Love will tear us apart
Es ist dieser Bruder; oder besser die Bruderliebe, die Cowboy zum Verhängnis wird. Am Tag des Unfalls, beide sind längst ausgewachsene Teenager-Pferde, darf Bruder ein paar Sekündchen früher auf die Koppel. Cowboy hat keine Geduld: „Junge Pferde sind manchmal doof“, sagt Sandra. Er will nur hinterher. Bleibt mit seinem Vorderfuß zwischen Stalltür und Boxenwand hängen. Ein Pferd, vor allem ein junges, das wartet dann nicht gemütlich auf Rettung, nein, Pferde sind Fluchttiere oder auch „Paniktiere“, lerne ich. Somit verschlimmert Cowboy seine Verletzungen, weil er nicht ruhig halten kann, sondern rauswill. Aus dem Schmerz, aus der Box. Vielleicht zehn Minuten dauert es, bis Hilfe kommt, und jemand die Stalltür aushängt.
Nachdem ich aufgelegt habe, bekomme ich im Minutentakt neue Bilder und Links, die erklären sollen, warum Cowboy lebt und nicht eingeschläfert wurde. Auf einem wälzt er sich im Sand, ein anderes zeigt ihn steigend; im Spiel mit einer Stute. Trotz verdrehtem Fuß? Ich zoome mehrmals rein und raus. Ein drittes zeigt ihn, wie er Kopf an Kopf mit einer Ziege schmust. Auf den neuesten Bildern trägt Cowboy eine schulterhohe Prothese, guckt freundlich über das Gatter.
Prothesen für Tiere
Die Stütze kommt aus den USA, wo findige Firmen Tierliebe vermarkten. Ein dreibeiniges Pony schaut mich aus dem Handydisplay an. Warum auch nicht? Es trägt eine Prothese der Firma Animal Ortho Care. Zwei Bilder weiter unten ein Elefant, der im Youtube-Kanal von Animal Planet durch die Savanne stapft; auch er mit Prothese. Spazierengehen will Sandra mit ihm. Sie erzählt, dass es in den USA mehr Möglichkeiten gibt, ein Pferd zu behandeln. Das bedeutet umgekehrt, dass sie hier niemanden hat, der mal eben die Prothese checkt. Alles dauert extrem lange. “Für mich ist er kein Sportgerät, er ist mein Lebenspartner”, und ergänzt: “Man muss sich das leisten können, so ein Pferd. Die medizinischen Kosten, da muss man dazu bereit sein und das ist jetzt nicht die Lösung für jeden.”
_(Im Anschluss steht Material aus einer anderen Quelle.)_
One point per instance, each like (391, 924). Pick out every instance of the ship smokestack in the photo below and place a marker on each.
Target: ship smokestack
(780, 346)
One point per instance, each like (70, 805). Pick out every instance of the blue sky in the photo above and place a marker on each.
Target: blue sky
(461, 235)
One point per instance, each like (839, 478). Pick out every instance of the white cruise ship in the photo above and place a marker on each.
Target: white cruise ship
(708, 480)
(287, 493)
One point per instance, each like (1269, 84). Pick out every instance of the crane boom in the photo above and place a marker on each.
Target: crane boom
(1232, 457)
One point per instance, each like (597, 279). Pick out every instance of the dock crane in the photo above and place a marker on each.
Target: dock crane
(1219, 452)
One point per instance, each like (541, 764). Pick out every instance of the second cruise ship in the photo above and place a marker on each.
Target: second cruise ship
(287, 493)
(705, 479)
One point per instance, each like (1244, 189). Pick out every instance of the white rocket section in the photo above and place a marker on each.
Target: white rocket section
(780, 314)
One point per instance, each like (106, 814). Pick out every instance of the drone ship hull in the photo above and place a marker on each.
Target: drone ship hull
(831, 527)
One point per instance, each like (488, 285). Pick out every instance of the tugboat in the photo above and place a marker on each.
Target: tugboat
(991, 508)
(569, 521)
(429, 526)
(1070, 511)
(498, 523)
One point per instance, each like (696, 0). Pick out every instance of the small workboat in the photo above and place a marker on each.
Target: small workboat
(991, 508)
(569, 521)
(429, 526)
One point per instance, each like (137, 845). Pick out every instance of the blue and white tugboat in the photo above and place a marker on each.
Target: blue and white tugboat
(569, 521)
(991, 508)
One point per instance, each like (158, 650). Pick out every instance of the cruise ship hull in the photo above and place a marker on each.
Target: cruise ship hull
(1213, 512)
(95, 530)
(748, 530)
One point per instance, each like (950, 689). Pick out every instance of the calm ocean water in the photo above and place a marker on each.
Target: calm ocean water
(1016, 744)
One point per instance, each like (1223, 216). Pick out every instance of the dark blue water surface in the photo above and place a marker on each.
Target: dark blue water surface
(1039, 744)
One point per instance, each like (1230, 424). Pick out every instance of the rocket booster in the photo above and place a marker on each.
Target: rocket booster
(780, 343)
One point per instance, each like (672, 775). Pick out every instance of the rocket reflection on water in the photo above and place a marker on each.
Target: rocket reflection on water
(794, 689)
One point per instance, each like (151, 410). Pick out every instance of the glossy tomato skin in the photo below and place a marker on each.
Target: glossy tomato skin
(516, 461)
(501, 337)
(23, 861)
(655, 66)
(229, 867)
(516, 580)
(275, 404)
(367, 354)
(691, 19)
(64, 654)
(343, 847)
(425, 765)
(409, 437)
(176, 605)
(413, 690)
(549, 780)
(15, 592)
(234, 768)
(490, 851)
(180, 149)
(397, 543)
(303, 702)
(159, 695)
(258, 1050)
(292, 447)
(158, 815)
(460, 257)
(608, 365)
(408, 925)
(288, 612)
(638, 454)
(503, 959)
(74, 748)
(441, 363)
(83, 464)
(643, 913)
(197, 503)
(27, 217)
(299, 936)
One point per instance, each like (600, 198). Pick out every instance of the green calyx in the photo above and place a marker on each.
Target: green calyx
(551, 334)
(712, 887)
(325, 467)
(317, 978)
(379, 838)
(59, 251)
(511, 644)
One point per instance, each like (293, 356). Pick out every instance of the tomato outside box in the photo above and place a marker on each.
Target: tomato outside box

Auch im Oberland gibt es Tiere, die nicht ins Schema passen. Etwa auf der Facebook-Seite von Tierhilfe Oberlandpfoten. Da ein Dackel mit Bandscheibenvorfall, hier der Einsatz von 3D-Schablonen aus England für die Korrekturstellung eines Hundebeines – dort der Hund mit Rollstuhl statt Hinterbeinen. „Wenn ein kleiner Hund humpelt, dann fällt das nicht so auf, wenn ein Pferd eine Fehlstellung hat, sieht das jeder – sofort“, sagt von Block, Tierärztin und Pferdekennerin, mit der ich ebenfalls telefoniere. Ich schildere ihr den Fall, von der Ferne will sie kein Urteil abgeben, aber sagt zum Ende hin: “Wenn jemand probiert, das so hinzukriegen, alles daran setzt, dem Pferd Abhilfe zu schaffen, klingt das sehr bemüht.” Nach den Pfingstferien schickt mir Sandra das tierärztliche Gutachten. Hier steht, dass Cowboy “in der Bewegungsmechanik eingeschränkt” sei, er jedoch in der Herde mithalte und sein Sozial- und Fressverhalten in Ordnung sei.
Sandra ist überzeugt, ihr Wallach führt ein besseres Pferdeleben als viele andere Pferde. Aber, ob das auf ihr Leben auch zutrifft? Jeder und jede hat eine Meinung zu ihrem Humpel-Kumpel. Alle wissen es eben besser – wie so oft, wenn jemand der Norm davon trabt.